Der S-Bahn-Streit schwelt schon seit Jahren.Foto: dpa

Der Streit um die Zukunft der Berliner S-Bahn treibt die rot-schwarze Koalition auseinander. Während die SPD dazu tendiert, den Betrieb in kommunale Hände zu legen, besteht die CDU darauf, dass der Senat die Teilausschreibung des S-Bahnrings „rechtssicher“ fortsetzt – trotz eines Urteils des Kammergerichts, das vor einer Woche dazu riet, das laufende Vergabeverfahren einfacher zu gestalten.

Der CDU-Fraktionschef Florian Graf sieht darin aber keine Aufforderung, die Ausschreibung abzubrechen und die S-Bahn beispielsweise an die Berliner Verkehrsbetriebe (BVG) zu vergeben. „Das jahrelange Hin und Her zur möglichen Direktvergabe hat bereits viel zu viel Zeit gekostet“, sagte Graf. Er kritisierte damit indirekt die Sozialdemokraten, die eine solche Direktvergabe bevorzugen. In Partei und Abgeordnetenhausfraktion der SPD gibt es dafür eine Mehrheit. Trotzdem beschloss der Senat im Juni 2012 die Teilausschreibung des S-Bahnrings einschließlich der Zubringerlinien im Südosten Berlins. Doch auf der Fraktionsklausur am Wochenende in Polen erhöhte sich nach der Entscheidung des Kammergerichts der Druck auf Senator Michael Müller, die S-Bahn zu kommunalisieren.

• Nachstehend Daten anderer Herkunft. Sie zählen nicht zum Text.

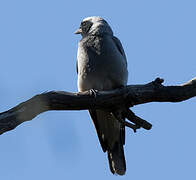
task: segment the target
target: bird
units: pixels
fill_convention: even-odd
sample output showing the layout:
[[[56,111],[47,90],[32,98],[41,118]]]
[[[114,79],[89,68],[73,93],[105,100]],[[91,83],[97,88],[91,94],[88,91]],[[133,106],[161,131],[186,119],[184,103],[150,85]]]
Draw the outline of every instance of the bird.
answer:
[[[99,16],[86,17],[75,34],[82,36],[78,43],[76,61],[78,91],[112,90],[126,86],[126,55],[107,21]],[[89,109],[89,114],[102,150],[107,152],[111,172],[124,175],[125,126],[112,112]]]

Dagegen verwies CDU-Fraktionschef Graf auf die Koalitionsvereinbarung, die eine Direktvergabe nicht vorsehe. Im Gespräch mit dem Tagesspiegel machte er deutlich, dass die Union an der Seite Müllers stehe, der das laufende Vergabeverfahren korrigieren, aber nicht aufgeben will. „Das finde ich sehr plausibel“, sagte Graf. Beide Regierungsfraktionen werden sich am Dienstag mit dem konfliktträchtigen Thema befassen. Gleichzeitig wird die Fraktions-Arbeitsgruppe „Daseinsvorsorge“ voraussichtlich energisch dafür plädieren, von der Teilausschreibung abzurücken.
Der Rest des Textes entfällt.